When we turn on the tap it feels like we have an infinite supply of water, we put the kettle on then have to re-boil it because we got distracted and forgot to make the tea. We like to have nice deep baths and we do numerous clothes washes a week. Do we give this much thought?
We may not even be aware that over 97% of the water on the planet is seawater, too salty for us as humans! The percentage of fresh water on this planet available for our use is actually really small.
At the Hub this month we have been focusing on sustainability, and reading around this week I’ve been interested to see the term “water security”. I have often seen the phrase ‘food security’ but haven’t come across it in relation to water before. When you think about the statistics above, it is actually really easy to see why we might have water insecurity. Perhaps that feeling that we have unlimited access to water is making us complacent?
So, what is water insecurity, and how do we make our water more sustainable?
Water insecurity is not having reliable access to adequate quantities of acceptably clean water. This, we know, is, unfortunately, something which many countries in the world experience on a daily basis. If we are to help solve the water crises we all need to support charities that are building wells, toilets, and filtration systems where they are needed.

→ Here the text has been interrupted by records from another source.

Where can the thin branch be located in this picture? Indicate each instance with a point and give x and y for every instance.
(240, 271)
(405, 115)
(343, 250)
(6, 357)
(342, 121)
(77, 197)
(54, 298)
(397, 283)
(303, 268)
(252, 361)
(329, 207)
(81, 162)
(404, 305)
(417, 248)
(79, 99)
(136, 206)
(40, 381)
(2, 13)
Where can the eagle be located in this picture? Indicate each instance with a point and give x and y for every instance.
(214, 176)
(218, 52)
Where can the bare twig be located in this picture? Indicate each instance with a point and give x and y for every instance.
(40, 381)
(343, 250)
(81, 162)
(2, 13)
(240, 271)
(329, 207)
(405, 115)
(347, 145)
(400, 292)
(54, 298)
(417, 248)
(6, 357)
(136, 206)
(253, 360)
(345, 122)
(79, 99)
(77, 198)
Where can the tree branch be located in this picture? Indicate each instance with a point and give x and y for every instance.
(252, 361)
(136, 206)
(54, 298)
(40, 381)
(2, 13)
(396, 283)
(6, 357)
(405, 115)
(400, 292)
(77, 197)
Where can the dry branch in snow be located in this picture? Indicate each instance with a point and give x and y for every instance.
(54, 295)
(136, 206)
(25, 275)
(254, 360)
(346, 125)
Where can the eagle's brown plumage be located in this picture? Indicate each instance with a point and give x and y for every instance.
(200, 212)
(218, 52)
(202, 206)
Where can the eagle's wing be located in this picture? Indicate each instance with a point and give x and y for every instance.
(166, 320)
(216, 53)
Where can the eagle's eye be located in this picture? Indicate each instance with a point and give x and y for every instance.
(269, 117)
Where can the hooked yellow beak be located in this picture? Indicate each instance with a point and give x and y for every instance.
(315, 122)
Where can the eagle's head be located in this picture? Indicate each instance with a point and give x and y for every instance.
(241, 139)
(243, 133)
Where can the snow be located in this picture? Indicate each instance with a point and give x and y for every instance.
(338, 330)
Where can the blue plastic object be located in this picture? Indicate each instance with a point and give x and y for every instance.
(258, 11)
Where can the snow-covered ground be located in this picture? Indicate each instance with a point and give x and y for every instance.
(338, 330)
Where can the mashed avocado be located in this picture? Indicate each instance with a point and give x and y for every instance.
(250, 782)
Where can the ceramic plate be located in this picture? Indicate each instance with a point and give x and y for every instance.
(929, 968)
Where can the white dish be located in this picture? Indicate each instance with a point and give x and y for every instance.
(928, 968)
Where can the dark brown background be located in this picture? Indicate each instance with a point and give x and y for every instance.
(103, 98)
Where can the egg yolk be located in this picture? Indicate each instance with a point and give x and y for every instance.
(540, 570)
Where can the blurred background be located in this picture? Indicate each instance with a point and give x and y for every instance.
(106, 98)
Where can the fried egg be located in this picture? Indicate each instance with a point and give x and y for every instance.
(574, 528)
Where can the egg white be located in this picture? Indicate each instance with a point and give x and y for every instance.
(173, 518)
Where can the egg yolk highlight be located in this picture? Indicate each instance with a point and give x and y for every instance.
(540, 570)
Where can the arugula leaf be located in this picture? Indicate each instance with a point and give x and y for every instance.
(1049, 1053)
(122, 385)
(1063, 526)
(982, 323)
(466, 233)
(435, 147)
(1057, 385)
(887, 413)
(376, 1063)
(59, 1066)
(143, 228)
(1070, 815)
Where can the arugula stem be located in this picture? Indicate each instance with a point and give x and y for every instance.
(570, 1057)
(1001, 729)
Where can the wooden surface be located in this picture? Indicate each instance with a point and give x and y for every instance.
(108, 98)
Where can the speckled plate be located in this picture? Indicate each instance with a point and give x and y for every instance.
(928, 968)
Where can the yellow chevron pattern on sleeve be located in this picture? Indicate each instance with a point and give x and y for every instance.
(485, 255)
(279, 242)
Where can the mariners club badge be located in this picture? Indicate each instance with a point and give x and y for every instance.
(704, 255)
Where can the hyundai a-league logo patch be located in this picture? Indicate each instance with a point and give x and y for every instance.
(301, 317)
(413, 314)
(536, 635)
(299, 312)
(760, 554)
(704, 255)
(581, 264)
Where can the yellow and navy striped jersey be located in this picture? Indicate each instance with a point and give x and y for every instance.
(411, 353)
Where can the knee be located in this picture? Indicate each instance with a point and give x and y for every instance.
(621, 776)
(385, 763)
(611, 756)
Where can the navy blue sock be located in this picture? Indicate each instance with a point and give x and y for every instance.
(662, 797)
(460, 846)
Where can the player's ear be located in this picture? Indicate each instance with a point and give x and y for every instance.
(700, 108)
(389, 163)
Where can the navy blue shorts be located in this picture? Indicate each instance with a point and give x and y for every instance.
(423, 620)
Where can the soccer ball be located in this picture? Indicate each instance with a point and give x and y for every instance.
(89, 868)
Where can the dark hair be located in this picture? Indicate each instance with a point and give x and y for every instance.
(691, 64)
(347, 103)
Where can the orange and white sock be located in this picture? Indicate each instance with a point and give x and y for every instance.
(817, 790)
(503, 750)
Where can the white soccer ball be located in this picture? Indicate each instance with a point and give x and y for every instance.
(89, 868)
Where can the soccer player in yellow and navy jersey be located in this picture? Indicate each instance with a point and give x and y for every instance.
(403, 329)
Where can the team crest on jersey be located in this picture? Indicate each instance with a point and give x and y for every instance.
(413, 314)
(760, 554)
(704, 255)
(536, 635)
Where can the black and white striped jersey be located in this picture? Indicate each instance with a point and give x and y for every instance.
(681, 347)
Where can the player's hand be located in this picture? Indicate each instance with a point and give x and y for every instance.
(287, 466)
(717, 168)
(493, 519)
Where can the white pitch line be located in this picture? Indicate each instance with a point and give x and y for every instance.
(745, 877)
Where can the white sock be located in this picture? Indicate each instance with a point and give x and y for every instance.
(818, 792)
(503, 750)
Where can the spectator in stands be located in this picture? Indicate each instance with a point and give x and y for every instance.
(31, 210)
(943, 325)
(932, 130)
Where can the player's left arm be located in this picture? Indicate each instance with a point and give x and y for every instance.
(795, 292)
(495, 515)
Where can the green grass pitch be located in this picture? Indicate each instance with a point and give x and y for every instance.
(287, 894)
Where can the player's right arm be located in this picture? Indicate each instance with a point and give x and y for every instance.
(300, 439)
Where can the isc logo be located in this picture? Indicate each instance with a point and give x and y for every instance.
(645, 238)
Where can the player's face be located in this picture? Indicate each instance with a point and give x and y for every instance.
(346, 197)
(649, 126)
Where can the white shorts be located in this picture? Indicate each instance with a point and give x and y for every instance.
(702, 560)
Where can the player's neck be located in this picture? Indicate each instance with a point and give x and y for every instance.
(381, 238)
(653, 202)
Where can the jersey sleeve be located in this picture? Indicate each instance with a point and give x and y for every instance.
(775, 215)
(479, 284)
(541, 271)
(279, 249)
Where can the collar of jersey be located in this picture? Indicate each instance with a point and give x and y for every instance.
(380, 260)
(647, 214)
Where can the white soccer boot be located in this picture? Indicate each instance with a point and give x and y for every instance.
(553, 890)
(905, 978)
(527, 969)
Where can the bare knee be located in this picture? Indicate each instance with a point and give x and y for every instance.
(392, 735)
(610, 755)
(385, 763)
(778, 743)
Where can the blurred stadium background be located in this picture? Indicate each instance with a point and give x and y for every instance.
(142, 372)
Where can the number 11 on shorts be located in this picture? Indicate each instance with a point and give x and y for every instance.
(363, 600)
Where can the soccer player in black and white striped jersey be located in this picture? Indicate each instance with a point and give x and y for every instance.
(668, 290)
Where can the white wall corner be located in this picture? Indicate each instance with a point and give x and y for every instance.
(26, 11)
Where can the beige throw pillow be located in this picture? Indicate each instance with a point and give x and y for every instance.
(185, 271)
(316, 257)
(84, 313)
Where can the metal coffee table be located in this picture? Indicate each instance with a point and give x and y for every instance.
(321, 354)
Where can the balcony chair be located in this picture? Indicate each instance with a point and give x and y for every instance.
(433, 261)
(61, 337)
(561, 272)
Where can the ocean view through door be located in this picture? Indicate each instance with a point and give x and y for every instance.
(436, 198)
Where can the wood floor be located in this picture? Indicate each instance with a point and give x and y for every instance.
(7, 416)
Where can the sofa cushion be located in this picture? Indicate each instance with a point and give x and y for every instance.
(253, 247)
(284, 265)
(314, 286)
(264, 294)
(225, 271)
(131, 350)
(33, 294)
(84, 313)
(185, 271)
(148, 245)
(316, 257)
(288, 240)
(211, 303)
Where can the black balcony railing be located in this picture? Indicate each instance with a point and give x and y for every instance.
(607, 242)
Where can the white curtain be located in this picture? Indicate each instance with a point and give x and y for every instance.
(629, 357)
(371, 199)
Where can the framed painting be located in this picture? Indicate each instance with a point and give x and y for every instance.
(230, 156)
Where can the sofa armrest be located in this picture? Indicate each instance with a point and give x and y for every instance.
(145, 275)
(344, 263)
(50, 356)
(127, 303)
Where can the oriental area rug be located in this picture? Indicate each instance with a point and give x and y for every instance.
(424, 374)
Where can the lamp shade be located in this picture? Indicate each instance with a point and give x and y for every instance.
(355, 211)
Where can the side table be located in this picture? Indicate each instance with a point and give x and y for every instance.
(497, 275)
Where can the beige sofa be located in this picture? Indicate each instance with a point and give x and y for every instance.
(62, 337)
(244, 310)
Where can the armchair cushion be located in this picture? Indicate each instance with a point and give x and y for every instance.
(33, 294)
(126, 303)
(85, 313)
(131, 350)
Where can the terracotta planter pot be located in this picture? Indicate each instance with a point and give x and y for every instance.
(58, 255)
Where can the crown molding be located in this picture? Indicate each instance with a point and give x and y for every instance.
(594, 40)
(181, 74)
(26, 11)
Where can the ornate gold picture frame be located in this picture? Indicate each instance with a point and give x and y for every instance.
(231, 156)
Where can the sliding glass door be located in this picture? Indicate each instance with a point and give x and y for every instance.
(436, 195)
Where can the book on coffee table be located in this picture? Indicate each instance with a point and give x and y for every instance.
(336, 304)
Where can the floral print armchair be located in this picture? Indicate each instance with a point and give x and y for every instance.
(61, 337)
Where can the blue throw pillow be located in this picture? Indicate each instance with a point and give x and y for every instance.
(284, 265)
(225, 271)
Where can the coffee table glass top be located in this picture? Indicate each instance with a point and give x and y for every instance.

We all need to value water
Here in the UK, it can feel like we don’t have any problem with water. In fact, it’s easy not to give water a second thought. But we should have a responsibility to be more mindful with what we use and to help solve water insecurity elsewhere in the world.
We have two connecting issues to work with: water consumption and energy usage related to that. The less water we use, the less we will waste and the less energy we will use too. We cannot be complacent with water if there are people living with barely any access to it. Charities such as Water Aid (www.wateraid.org/uk) are working hard to provide clean water around the world. By supporting work such as this, and making changes in our own homes, we will together address the water issues facing us globally today.
What can I do at home to help save water and energy?
The most important thing we can do at home is waste as little water as possible. By reducing our wastage, we save energy and reduce our carbon footprint. With less wastage, there would be more water available for animals and plants in the environment and we would create less pollution. Water scarcity leads to crop failures with all the knock-on effects of this such as food shortages and price rises.
Fortunately, there are a few easy things we can all do at home which make a significant difference to our water consumption and the amount of energy we use in connection with our water usage.
Friends of the Earth have some suggestions to help:
Turn off Taps – simple! Specifically, when we are brushing our teeth. Just turn off that tap when not using it!
Shower without the power – power showers can use so much water. You can swap to a water-saving shower head and reduce your water consumption by gallons. And by cutting your shower time by just one minute you can also save gallons of water a month.
Run less washes – two half loads of laundry use more energy and water than one full load. So save up that laundry until you have a full load and look to see if your washing machine has an eco wash setting to boot. Remember to use an environmentally friendly laundry detergent for maximum benefit.
Think about food waste – Growing food takes a huge amount of water and energy, don’t put all that to waste by chucking it in the bin! Try to minimise food waste by meal planning where possible, and using up leftovers. A lot of food waste can be composted (see last week’s blog!) and this helps reduce the waste impact.
Watering the garden – When the garden needs watering in the warmer weather, watering at the beginning or the end of the day, when it is cooler, means the water doesn’t evaporate like it does in the heat of the day, it can get down to the roots of the plants and do the best work. This means you don’t need to use so much water.
Water butts – collecting rainwater is brilliant because it is better for the plants than tap water and saves wasting water. Just remember to keep the water butt covered so animals and insects cannot get trapped. To give them a drink safely, leave shallow bowls of water out but put stones in so insects can crawl out.
Low flush toilets – like water-saving showerheads, if you are planning to upgrade your bathroom, choose a low flush toilet for effortless water-saving!
Use a dishwasher – a full dishwasher load is a better option than washing up by hand. And less effort!
Consider what we are eating – The amount of water and energy used in food growing and preparation varies greatly. High consumers are meat and dairy products, almond milk, and growing avocados. By buying local low-impact produce we can make a big difference.
Kettle – we all know we should only boil what we need, we just need to do it!
Steam veggies – it uses less water than boiling (and helps retain nutrients too), or if we do boil veg, we can use the water once cooled to water plants.
Check your household plumbing – in case of leaks and know where the stop valve is! In case of flood!
Check where you invest money – check the credentials of companies you invest in and make sure that they are not polluting waterways and are not causing water wastage.
It may feel like we are not doing much, as these are small changes. But if enough of us put the effort in then we will save gallons and gallons of water over a year, and on top of that, we will save energy too.
As a nation, we can address wastage in agriculture and plumbing, and work together on restoring and protecting our ecosystems. All this really needs to happen alongside helping and supporting countries that have water insecurity.
Then, collectively, we will have a more sustainable and beneficial relationship with water.